ETF PM REPORTS PERFORMANCE FOR INVESTABLE BENCHMARKS
THOUSAND OAKS, CA; April 21, 2016 – ETF Portfolio Management (ETF PM) today reported performance for the investable benchmarks through March 2016. Year-to-date (YTD), Income 3x gained 19%, while Income & Growth 3x was up 15%. Growth 3x rose by 10%, and the S&P 500 gained 1%.
The Investable Benchmarks are 10 passive core portfolios comprised of leading ETFs. Over the past 10.3 years, we estimate that all of these passive core portfolios delivered net annualized returns of 6% to 28%, or 90% to 1,132% in total return. Some of these efficient portfolios yield over 2.0% per year with expense ratios under 0.20%.
The Investable Benchmarks are an important starting point for all investors.
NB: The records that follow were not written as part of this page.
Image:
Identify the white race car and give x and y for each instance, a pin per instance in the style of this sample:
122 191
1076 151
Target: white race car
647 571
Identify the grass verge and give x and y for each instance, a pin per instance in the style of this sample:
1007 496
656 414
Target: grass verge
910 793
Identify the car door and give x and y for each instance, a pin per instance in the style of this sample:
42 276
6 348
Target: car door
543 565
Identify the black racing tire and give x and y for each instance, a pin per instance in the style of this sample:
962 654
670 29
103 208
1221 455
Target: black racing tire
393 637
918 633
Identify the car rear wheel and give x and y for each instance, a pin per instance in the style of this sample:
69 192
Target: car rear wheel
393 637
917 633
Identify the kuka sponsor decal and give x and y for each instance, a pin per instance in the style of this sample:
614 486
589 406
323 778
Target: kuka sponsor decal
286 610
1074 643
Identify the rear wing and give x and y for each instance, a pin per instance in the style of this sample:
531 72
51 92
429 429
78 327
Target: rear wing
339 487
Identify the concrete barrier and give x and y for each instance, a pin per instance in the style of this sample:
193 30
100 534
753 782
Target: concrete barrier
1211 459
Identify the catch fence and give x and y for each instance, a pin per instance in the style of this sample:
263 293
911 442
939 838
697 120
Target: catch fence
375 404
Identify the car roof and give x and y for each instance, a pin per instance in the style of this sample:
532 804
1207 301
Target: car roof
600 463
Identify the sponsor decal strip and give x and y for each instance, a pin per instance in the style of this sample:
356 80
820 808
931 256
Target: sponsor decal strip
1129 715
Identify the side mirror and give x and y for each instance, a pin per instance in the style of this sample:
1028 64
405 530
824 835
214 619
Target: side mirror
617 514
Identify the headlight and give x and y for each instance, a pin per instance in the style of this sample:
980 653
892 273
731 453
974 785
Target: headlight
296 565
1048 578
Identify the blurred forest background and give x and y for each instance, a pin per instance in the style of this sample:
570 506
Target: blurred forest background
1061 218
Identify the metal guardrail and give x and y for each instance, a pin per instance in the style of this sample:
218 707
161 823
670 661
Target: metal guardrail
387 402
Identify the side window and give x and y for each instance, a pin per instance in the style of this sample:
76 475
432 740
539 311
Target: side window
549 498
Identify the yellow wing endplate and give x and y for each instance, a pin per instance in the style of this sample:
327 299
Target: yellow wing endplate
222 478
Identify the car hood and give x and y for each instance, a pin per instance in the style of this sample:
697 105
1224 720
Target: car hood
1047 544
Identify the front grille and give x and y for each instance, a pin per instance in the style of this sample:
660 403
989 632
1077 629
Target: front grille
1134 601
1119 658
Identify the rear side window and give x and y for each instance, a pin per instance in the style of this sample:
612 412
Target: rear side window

ETF PM’s first growth benchmark is an efficient multi-asset class (eMAC) portfolio based on David Swensen’s recommendation in “Unconventional Success.” Swensen’s performance managing Yale University’s multi-billion dollar endowment fund is leading Wall Street in many respects and his views have significantly broadened the industry’s perception of proper diversification.
Absolute Return Strategies
ETF PM also specializes in disciplined ETF trend following. The firm provides a dynamic range of strategies that seek to deliver positive returns in all market environments. The firm’s trend following strategies delivered gains in the crash of 2008, and ETF PM focuses on hybrid portfolios that combine trend following with indexing.
Pledge to Give Back
In order to partner directly with clients and the community, ETF PM created a Pledge to Give Back. On an annual basis, ETF PM donates a percentage of each client’s advisory fee to the school or charity selected by the client.
Since 2010, the 56 entities supported by ETF PM include 11 Schools (public & private), two YMCAs, Because of Hope, Casa de Amma, Casa Pacifica, Gerson Institute, Hippocrates Health Institute, Khan Academy, Nature Conservancy, School on Wheels, Team for Kids, The Greater Contribution, Turtle Conservancy, Unity Shoppe, and many more.